What Terraform Doesn't Do
Background
I love terraform. It’s not without its faults, but I believe it, or things like it, are a fundamental addtion to your devops stack. However, in a lot of conversations i’ve had involving terraform I have come to notice a pattern by where people make an assumption that terraform somehow can maintain resources that have a transient state by nature.
What Terraform Does Do
Before we define a resource that might be transient, let’s start with a reasource that doesn’t have a transient property. Let’s take for example a load balancer. When we define this resource in terraform, and provide some basic inputs to the provider, we expect terraform to deploy our load balancer as we’ve described it. Now let’s pretent our load balancer has had one of those inputs changed by someone logging in through the gui. Of course, when we re-apply terraform, it would reconcille the state to what we had described in code - easy enough.
What Terraform Might Do
Now, let’s talk about something that might be a little bit more transient. Let’s take for example an ec2 instance. This is something that is very common to deploy with terraform, but there is a key thing we need to know about this particular ec2 instance before we might be comfortable deploying this host with tarraform. What if we wanted to have this instance to maintain some degree of ephemerality? In this case, terraform doesn’t quite know what we want. Do we want the instance gone or do we want it there? There is no option for in between.

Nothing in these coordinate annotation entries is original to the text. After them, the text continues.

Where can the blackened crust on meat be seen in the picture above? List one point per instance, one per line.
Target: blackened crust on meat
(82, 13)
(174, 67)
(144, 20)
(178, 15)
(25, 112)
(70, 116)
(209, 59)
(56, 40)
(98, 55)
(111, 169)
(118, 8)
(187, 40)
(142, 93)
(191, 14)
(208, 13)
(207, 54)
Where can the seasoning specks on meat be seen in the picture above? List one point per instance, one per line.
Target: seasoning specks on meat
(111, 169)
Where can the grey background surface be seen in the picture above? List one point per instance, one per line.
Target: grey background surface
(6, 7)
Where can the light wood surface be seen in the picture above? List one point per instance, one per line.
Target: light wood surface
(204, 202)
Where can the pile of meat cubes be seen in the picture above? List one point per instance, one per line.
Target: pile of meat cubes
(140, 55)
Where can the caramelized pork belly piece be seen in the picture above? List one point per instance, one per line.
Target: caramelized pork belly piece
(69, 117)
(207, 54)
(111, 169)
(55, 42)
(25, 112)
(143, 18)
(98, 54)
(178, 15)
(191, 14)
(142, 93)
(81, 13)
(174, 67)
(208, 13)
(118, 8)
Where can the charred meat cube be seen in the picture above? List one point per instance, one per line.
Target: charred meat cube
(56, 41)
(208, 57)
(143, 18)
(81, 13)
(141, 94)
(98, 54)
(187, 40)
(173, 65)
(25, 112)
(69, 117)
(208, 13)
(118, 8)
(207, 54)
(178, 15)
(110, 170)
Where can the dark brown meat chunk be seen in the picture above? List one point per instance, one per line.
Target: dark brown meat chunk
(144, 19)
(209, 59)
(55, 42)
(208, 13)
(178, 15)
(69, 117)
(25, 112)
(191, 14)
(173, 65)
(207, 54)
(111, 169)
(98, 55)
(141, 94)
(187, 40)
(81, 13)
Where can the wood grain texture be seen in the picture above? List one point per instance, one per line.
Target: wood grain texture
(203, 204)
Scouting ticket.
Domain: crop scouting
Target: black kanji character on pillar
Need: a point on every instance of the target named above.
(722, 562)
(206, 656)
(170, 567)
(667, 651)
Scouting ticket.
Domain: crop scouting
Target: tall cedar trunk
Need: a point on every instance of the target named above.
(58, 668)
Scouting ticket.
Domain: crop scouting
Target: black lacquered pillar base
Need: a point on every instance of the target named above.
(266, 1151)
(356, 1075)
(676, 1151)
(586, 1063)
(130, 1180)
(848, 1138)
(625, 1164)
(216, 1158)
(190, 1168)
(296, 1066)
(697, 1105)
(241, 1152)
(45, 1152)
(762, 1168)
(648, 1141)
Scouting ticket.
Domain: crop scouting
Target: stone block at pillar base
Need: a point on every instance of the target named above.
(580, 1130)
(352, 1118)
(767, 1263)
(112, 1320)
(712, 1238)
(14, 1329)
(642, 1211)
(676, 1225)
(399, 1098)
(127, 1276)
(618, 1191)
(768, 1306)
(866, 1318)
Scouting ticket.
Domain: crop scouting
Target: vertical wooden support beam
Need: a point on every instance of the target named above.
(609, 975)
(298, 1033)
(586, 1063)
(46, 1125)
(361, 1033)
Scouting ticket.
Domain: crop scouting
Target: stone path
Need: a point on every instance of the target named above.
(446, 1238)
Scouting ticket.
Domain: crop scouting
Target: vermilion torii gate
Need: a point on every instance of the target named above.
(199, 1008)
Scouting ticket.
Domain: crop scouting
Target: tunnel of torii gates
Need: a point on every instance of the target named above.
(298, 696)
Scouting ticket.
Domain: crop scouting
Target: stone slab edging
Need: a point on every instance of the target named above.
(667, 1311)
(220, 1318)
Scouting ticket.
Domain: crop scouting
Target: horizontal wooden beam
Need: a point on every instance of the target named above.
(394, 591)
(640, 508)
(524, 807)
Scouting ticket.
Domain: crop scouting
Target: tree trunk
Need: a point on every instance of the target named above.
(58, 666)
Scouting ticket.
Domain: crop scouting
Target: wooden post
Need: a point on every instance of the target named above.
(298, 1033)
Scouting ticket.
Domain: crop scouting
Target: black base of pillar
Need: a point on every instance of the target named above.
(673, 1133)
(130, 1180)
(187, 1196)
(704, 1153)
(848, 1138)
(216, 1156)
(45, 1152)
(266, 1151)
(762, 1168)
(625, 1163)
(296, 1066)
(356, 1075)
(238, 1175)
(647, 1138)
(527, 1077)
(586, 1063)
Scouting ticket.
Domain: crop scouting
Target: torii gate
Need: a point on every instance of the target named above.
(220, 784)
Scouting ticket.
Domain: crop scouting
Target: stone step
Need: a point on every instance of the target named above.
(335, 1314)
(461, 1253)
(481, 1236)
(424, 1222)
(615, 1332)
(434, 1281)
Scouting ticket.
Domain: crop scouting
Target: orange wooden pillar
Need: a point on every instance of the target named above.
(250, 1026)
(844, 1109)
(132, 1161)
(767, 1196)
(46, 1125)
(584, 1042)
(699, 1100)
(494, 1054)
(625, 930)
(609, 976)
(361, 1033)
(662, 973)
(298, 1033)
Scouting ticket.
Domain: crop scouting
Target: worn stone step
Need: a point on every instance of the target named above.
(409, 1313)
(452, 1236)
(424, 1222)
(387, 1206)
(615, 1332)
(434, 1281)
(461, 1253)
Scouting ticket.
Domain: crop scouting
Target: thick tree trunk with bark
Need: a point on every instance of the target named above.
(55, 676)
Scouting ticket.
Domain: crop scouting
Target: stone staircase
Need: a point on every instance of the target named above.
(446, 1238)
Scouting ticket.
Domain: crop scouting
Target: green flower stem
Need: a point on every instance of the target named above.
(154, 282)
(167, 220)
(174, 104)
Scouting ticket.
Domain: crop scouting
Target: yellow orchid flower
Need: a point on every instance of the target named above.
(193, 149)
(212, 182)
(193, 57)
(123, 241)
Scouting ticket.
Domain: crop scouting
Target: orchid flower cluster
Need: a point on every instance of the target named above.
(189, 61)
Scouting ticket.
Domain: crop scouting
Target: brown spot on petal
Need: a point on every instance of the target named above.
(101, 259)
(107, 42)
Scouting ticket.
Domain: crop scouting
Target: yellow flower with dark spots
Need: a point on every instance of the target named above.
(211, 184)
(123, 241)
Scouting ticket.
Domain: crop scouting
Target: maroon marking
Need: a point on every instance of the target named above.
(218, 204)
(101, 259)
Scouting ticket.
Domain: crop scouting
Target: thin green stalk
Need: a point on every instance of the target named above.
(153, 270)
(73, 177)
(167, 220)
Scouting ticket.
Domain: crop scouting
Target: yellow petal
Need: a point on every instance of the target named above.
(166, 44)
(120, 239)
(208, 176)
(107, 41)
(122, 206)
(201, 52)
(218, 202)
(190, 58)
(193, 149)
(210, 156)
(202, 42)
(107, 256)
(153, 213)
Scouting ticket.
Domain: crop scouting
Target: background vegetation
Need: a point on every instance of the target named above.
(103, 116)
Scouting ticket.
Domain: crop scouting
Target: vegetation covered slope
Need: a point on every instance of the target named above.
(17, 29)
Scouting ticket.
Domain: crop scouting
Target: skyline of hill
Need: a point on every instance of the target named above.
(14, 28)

Here, we start to get into an interesting situation. We could reason this out as let’s just write a little tool, script, or job to have terraform do some kind of blue/green deployment. This is actually a pretty common pattern, and let’s be clear that introducing tooling to solve this problem isn’t a bad idea by any stretch, but it does highlight that terraform couldn’t solve for a state that was somewhere between on or off.
What Terraform Doesn’t Do
As you can imagine, resources in our infrastructure can be in a state that is neither present nor absent, but rather in a transit one. As reasoned above, we could introduce some extra tooling to make terraform do what we want. However, a better approach here is just to leave terraform out of the conversation, and use the right tool for the right situation. There are so many better options for handling transient resources. In our ec2 example, we have the entire aws sdk and a huge array of services at our disposal to craft something that handles our specific use case.
Conclusion
Take a look at what you’re doing today with terraform. Bucket all of your resources into things that are always in the on/off state, and throw those into terraform. For all of the other remaining resources, consider what the necessary investments might be to build a system that can manage these things outside of terraform, because that’s not really what it does.